Urban air pollution is an invisible yet pervasive problem that poses a significant threat to public health and the environment. As cities continue to grow and expand, the issue of air quality becomes more pressing, especially in light of the ongoing climate change crisis. In this context, it is essential to use data-driven approaches to make air pollution visible and understandable, which can inform the design of sustainable and healthy cities.
The research project behind Air/Aire/Aria comes to light as a cross-disciplinary, compelling example of such an approach, which brings together various data sources, scientific institutions, and analytical tools to construct a comprehensive understanding of air pollution in Barcelona. Through this project, a nuanced and dynamic description of air pollution is developed, one that considers different scales, resolutions, and temporal patterns, with the utter outcome of informing policy and urban planning decisions.

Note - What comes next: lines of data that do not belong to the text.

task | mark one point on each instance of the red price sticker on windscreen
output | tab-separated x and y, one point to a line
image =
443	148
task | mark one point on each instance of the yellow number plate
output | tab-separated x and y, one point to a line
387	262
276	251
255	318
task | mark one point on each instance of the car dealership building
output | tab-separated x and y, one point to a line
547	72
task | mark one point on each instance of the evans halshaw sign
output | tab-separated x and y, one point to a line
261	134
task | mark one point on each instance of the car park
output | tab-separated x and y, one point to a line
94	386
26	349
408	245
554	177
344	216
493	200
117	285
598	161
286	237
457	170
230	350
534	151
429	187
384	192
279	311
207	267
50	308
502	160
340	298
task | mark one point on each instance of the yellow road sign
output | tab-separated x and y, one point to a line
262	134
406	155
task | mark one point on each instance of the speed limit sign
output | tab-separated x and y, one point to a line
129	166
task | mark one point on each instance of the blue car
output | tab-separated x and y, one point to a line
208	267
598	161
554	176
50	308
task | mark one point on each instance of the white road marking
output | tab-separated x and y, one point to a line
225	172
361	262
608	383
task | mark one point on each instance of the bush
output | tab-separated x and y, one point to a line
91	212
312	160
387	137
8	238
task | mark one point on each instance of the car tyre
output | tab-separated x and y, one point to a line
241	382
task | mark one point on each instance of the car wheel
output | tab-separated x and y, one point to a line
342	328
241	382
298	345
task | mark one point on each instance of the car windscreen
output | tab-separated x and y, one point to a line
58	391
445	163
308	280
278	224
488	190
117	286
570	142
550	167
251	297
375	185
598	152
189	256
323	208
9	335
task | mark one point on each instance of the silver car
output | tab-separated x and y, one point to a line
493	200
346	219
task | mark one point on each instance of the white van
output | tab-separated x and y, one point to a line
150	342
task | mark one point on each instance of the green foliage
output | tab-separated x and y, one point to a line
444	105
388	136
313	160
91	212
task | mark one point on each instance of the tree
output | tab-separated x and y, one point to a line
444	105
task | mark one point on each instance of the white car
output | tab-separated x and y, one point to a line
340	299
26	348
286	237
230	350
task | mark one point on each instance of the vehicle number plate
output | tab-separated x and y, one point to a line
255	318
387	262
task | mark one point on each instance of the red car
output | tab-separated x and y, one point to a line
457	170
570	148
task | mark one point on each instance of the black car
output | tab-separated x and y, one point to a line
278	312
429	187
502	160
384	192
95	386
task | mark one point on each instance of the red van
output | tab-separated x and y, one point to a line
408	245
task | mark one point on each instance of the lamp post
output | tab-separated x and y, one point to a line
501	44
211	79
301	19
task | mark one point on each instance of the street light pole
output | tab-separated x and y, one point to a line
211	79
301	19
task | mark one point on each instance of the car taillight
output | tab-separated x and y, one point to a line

In the face of this invisible phenomenon at the urban scale, it has been necessary to use several descriptions of this pollution, constructed from data, through which it can be made visible and understood how it is distributed over space and time. The project cross-cuts a large corpus of information (from multiple research centers and other institutions working in this field from various scientific disciplines) that allows for the construction of a description of the phenomenon at different scales, resolutions, and temporal intervals.
This is the case of CALIOPE-Urban, an operational system for forecasting air quality created by the Barcelona Supercomputing Center, the predictive model of the company LOBELIA EARTH, the Generalitat de Catalunya, or the passive dosimeters of the IDAEA-CSIC and impact studies on health from the ISGlobal institute and the Public Health Agency of the Barcelona City Council. The resulting maps also include conventional and satellite open data, as well as collective gathered data from citizen science research initiatives in Barcelona.
The cartographic research has a transmedia output: an exhibition at the Venice Biennale 2023, a digital storytelling (website) and a special number of ‘Quaderns d’Arquitura i Urbanisme’.